Aquatic "Dead Zone" in the Gulf of Mexico

Some Background

    The "dead zone" in the Gulf of Mexico is the biggest dead zone in the United States.  This hypoxic zone is defined as an area with a dissolved oxygen concentration lower than 2 mg of O2 per liter.  The "dead zone" in the Gulf of Mexico has increased in size throughout the years.  This hypoxic zone, however, has been seen to be more anoxic during different times of the year.  
    One of the biggest contributing factors to these hypoxic zones, is humans.  Humans are responsible for the increased nitrogen as well as phosphorus concentrations in the Mississippi river which runoff into the Gulf of Mexico.  Much of the source comes from fertilizer runoff from a vast range of the United States.  This fertilizer in the waters create algae blooms.  Once the algae die, microbes come in to eat this decaying matter, and use up all the oxygen.  This massive decrease in oxygen then causes other marine organisms to die because they cannot survive these conditions.
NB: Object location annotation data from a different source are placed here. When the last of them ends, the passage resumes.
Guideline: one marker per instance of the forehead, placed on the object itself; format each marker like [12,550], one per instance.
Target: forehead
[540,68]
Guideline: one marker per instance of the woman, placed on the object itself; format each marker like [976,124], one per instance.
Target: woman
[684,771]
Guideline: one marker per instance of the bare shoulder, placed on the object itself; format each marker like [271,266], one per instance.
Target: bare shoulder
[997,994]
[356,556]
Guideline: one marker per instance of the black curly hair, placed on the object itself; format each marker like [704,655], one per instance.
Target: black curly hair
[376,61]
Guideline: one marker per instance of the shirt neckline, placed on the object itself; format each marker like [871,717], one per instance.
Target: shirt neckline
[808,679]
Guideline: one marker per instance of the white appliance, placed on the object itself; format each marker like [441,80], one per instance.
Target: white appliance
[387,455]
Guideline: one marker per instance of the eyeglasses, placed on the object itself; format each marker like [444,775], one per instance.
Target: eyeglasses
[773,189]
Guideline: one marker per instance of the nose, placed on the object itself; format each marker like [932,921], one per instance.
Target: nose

    In my presentation, I plan to cover a few areas concerning these "dead zones".  First, I plan to identify some of the specific causes of hypoxia.  Then I intend to focus on the hypoxic conditions in the Gulf of Mexico.  This includes looking at how the hypoxic zone has changed over time, as well as how it changes throughout the year.  I then plan to look at the effect of hypoxia on different types of marine organisms.  To wrap up my presentation, I plan to look at some proposed ideas to help this ongoing problem of hypoxia in the Gulf of Mexico.